A symbolic character
The race of the hobbits came from one sentence, idly jotted down one summer’s afternoon on the blank page of an examination paper J. R. R. Tolkien was marking. But the creation of the tales and the peoples that inhabit them are all part of a much more complex story that stretches from Tolkien’s own childhood and his academic studies. In many ways, the hobbits were the characters Tolkien was always destined to create, such was his love of the simple things in life, the English countryside, and his devotion to his friends. The hobbits came to symbolise everything that Tolkien held dear, and the links between his life and his works make for a fascinating study.
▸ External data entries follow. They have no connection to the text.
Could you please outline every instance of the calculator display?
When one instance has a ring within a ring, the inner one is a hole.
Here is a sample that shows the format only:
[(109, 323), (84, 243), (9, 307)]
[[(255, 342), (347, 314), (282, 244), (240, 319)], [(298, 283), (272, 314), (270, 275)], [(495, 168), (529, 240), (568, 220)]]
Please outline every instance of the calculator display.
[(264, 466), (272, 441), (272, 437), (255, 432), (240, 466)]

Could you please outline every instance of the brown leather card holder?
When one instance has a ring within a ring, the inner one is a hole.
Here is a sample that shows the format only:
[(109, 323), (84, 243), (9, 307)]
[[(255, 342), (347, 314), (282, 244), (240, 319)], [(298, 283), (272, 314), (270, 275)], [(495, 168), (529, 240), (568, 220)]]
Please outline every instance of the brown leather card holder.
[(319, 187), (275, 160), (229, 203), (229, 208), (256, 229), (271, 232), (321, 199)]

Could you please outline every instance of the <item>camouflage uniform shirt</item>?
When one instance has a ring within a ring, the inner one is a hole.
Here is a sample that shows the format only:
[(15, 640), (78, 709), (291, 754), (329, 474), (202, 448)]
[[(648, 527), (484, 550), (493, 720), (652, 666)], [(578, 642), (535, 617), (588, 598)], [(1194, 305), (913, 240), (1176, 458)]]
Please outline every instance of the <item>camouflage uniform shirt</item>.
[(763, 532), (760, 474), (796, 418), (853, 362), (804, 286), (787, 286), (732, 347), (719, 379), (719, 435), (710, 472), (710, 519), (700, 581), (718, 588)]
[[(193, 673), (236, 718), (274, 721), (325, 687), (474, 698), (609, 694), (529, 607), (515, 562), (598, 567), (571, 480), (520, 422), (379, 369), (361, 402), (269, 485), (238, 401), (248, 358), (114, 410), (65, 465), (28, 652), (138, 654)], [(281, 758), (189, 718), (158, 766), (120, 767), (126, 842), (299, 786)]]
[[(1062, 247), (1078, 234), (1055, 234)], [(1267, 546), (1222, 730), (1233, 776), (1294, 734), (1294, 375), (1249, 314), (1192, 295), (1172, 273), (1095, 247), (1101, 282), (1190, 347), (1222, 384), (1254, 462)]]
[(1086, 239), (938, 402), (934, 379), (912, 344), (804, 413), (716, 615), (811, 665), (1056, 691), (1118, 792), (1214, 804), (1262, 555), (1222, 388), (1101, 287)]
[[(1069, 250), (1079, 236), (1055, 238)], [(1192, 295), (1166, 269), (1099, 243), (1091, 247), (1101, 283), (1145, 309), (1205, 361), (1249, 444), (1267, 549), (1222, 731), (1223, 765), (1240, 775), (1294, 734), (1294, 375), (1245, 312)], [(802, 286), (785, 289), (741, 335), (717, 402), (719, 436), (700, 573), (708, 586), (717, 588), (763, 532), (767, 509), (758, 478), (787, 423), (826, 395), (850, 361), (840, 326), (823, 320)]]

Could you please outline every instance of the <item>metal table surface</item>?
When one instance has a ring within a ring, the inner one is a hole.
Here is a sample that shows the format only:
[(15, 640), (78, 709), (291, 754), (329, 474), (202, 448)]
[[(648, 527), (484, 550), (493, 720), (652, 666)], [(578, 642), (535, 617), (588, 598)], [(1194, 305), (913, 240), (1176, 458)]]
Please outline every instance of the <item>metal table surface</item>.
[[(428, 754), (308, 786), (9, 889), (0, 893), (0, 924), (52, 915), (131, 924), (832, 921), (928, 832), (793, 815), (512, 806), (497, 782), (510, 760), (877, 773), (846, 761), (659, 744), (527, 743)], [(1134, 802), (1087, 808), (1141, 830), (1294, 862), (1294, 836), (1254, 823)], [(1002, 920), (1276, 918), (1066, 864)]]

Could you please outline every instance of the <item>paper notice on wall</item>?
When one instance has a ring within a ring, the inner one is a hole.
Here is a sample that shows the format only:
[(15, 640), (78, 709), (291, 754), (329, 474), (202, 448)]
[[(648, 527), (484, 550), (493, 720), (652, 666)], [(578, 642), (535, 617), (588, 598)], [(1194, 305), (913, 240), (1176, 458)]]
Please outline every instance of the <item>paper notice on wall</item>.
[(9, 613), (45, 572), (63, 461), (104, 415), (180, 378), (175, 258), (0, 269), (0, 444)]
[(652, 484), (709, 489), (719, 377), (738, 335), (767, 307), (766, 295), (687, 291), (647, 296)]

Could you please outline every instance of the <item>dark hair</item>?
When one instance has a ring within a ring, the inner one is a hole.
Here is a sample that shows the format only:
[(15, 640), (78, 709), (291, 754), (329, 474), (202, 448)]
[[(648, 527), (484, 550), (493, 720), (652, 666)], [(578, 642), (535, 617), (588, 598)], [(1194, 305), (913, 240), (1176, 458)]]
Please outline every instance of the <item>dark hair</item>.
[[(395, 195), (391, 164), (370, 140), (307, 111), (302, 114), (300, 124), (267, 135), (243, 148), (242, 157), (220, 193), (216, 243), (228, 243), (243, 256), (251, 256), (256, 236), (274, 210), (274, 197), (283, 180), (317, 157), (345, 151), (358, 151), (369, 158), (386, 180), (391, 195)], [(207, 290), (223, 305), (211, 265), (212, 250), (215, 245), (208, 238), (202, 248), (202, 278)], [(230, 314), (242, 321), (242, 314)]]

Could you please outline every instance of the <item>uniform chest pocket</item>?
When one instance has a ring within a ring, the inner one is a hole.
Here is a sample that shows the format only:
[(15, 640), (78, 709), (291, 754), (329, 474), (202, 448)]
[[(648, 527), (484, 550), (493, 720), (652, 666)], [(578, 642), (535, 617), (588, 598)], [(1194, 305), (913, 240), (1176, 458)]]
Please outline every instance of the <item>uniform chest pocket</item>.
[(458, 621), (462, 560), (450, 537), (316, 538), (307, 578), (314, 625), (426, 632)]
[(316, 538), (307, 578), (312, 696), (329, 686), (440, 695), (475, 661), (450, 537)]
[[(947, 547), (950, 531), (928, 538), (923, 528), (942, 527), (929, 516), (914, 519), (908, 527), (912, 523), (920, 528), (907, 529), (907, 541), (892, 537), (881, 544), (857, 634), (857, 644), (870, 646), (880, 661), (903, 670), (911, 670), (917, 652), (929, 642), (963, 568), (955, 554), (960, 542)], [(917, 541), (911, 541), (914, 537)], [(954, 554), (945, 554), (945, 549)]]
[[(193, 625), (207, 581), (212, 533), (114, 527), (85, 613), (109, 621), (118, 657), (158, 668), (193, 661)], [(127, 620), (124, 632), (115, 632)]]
The Tolkien children remember the story of The Hobbit as having many different aspects and more than one improvised alternative ending. Inspired by a favourite bedtime book for his children, The Marvellous Land of the Snergs by E. A. Wyke-Smith, in about 1926 J. R. R Tolkien began telling his stories of hobbits. Wyke-Smith’s popular children’s book tells of the adventures of two children, Sylvia and Joe, who are often assisted by a race of small, thick-set people who live in a secret kingdom on earth. Over many years, The Hobbit was developed slowly from different and unconnected impromptu oral tales made up by Tolkien to entertain his children. Informed by his scholarly studies of dragon-slaying and mythological quests, they became so much more than just bedtime stories, and were later absorbed into the tale of Bilbo Baggins as it was committed to paper.
The completed manuscript
The Hobbit was almost never finished in the form we have it. As his children grew older, it seems Tolkien saw less and less relevance in a completed, written version of The Hobbit. It required the interest of the publishers George Allen & Unwin to prompt him to revisit the typescript and set his mind to revising and finishing the story. Returning to the tale, Tolkien injected new weight to its themes, altered the fate of some main characters, and even changed some of the names. For instance, for much of the writing of The Hobbit, Gandalf was in fact the name of the head Dwarf, with the name Bladorthin given to the wizard. With new impetus, Tolkien had his story ready for publication in December 1936.
An instant classic
Initial criticism of Tolkien’s first book was positive, some critics even immediately placing The Hobbit in the sphere of great children’s books. It was compared to such works as Edwin A. Abbott’s Flatland, George MacDonald’s Phantastes, Lewis Carroll’s Alice’s Adventures in Wonderland, and Kenneth Grahame’s The Wind in the Willows. For the latter, C. S. Lewis in particular drew parallels between Bilbo Baggins and Mole, drawing attention to their prosaic nature and their symbolism of a rural ideal. The Hobbit was always very much a book for children, more so than the much darker stories of Middle-earth that went into making The Lord of the Rings and The Silmarillion.
An unlikely hero
A few critics made the point that The Hobbit does not try to overwhelm readers by taking them to plains too distant to relate to. Thematically the story is concerned with the issues that face our own world, and Tolkien was nothing if not human. He had experienced loss, failure, and, most significantly perhaps, the horrors of the First World War, all of which informed his creations and mythology. He knew the depths to which human experience could sink, but he also knew the heights to which human endeavour could soar. In Bilbo Baggins, Tolkien had created a character who could carry on his shoulders a great deal of the author’s own worries, beliefs and dreams.
Expanding the story
Although the book was woven into the mythology that Tolkien was building in The Silmarillion and connected works throughout his life, The Hobbit was always meant to be a standalone work. The story’s success, however, put pressure on its author to create something in the same vein for his next book. Tolkien had created a problem for himself, initially, in that he had given birth to strikingly memorable characters. He felt that their story had been told, but it would soon become clear that he needed to explore the world of Middle-earth and its characters further. Never meaning The Hobbit to have a sequel, Tolkien could certainly never have dreamed of the epic that would come from it.